彼は死ぬのをやめて闘った。死ぬ覚悟はとうにできていて、生命を捧げたともいえるのかもしれない。カミングアウトしたら、もしかしたら親や家族には見捨てられるかもしれないし、仕事は頸になるかもしれない。いや、実際になったのだ。公表してしまったらもう後がない。優しい表情を浮かべている彼は既に死を乗り越えていたんだろう。だから脅迫がきても揺るがなかったし、差別の矢ぶすまの中に身を曝すことができたのだ。そしていざとなったら暴動を起こそうとまで心に決めていた。
そんなヒリヒリするような綱渡りを続けて、最後に撃たれたときにはまさかという思いと、やはりという気持ちが渾然一体となって混乱した。不謹慎だが、こうなるべくしてなったとでもいうような。坂本竜馬の最後の感じと似てるかもしれない。変革者というのは古今東西を問わず、こうしたものなのだろうか。
ところでエンドロールで登場人物たちのモデルになった本人の写真が出ていたのだが、スコットは本物もハンサムだなぁ。

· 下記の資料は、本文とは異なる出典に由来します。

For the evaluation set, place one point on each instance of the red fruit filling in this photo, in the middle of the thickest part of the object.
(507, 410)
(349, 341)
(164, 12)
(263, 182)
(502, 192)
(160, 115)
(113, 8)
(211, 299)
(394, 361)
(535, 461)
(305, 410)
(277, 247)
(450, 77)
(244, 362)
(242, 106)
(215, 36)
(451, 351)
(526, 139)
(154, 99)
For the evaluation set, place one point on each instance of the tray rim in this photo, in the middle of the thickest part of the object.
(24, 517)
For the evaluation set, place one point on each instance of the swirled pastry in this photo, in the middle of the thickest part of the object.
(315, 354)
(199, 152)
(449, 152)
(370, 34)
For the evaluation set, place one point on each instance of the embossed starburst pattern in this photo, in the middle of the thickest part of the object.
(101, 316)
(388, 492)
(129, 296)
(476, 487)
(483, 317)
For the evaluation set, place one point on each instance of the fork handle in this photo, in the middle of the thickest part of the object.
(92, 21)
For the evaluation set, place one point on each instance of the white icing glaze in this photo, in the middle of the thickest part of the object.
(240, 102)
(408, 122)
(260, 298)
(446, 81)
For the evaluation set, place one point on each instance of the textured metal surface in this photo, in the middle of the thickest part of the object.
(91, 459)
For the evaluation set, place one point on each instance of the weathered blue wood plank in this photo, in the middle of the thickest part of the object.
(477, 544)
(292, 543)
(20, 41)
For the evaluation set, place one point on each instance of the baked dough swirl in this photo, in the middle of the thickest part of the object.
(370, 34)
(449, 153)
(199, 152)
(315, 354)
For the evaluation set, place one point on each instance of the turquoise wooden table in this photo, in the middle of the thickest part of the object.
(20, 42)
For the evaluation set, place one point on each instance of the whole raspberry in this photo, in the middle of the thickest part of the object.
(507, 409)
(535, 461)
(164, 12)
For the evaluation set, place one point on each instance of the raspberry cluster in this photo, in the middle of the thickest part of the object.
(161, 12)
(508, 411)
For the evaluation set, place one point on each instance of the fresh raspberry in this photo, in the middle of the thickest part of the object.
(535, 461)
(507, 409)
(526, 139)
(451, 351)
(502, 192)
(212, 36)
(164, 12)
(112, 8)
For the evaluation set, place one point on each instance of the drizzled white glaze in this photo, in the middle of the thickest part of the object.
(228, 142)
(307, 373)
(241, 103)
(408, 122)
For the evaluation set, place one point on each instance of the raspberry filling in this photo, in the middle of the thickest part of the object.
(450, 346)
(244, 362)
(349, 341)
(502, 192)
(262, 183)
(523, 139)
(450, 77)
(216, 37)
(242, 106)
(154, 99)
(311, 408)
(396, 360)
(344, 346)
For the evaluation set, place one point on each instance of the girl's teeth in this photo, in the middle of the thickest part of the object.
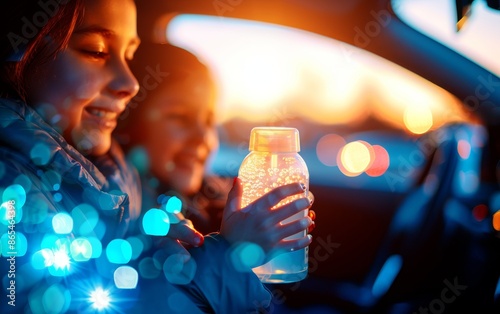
(102, 113)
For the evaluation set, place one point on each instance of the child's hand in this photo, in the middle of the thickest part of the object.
(260, 224)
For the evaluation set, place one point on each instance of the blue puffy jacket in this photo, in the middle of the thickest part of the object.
(64, 240)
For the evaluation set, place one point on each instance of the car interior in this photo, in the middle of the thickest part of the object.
(399, 128)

ゲイは全人口の5〜10%らしい。マイノリティではあるが、社会制度を考える上でもう無視できない数字といわれる3%は軽く超えている。周りの人間で10人から20人にひとりはゲイという数字だ。30人の学級ならその中に2〜3人はいるということだ。15人のオフィスにも、ひとりはいてもおかしくない。もっとも、あまり温かい目で見られていない彼らは身を守るために集まるのだろうし、その分布は一定ではなさそうなので偏りは出てくるのだろうが。

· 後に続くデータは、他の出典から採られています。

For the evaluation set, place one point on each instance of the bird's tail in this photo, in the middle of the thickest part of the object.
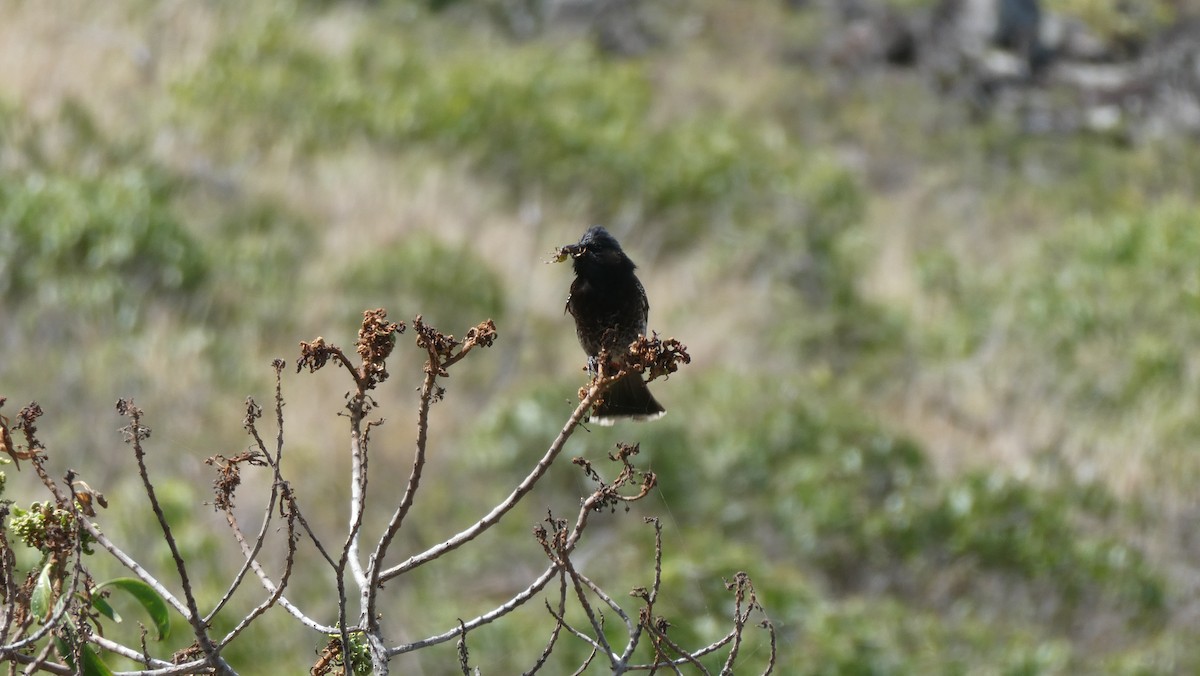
(628, 399)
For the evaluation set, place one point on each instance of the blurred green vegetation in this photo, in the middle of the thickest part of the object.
(1060, 273)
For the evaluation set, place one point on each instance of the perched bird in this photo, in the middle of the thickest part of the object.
(610, 310)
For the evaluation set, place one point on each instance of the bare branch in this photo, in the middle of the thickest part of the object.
(495, 515)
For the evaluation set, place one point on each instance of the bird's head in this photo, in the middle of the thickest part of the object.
(595, 249)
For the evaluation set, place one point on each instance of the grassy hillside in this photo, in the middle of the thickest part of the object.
(943, 369)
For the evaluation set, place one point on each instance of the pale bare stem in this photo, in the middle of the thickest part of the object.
(155, 664)
(576, 633)
(558, 626)
(7, 573)
(253, 412)
(690, 656)
(495, 515)
(135, 434)
(600, 593)
(283, 580)
(487, 617)
(583, 666)
(271, 587)
(358, 503)
(133, 566)
(358, 507)
(41, 664)
(594, 618)
(651, 596)
(771, 629)
(660, 638)
(414, 480)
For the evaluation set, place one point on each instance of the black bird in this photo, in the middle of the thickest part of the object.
(610, 310)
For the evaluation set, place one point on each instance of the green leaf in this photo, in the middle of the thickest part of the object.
(42, 593)
(105, 609)
(149, 599)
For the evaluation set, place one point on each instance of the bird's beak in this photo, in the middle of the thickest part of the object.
(569, 251)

私自身は異性愛者でそういう点では深く悩むこともなく安穏と暮らしてきたけれど、ではいまになって彼らのために何ができるのかといえは、我々はただ知ればいいのだと思う。同性愛というのは、実はそんなにいうほど珍しくない。彼らも同じように恋をして仕事をして税金を納めて暮らしているだけ。
ハーヴィーは言う。
『カミングアウトするんだ。自分の存在を表すんだ』
ゲイというものが見知らぬ敵だと思って排斥していたのに、実はそれが善良な隣人だと知ったら、その人はどう感じるだろうか。よく考えたらそれはおかしいことではないし、攻撃される謂れもないことだということに気づくのではないだろうか。少なくとも、私が女性で日本人で東洋人なのと同じくらいには。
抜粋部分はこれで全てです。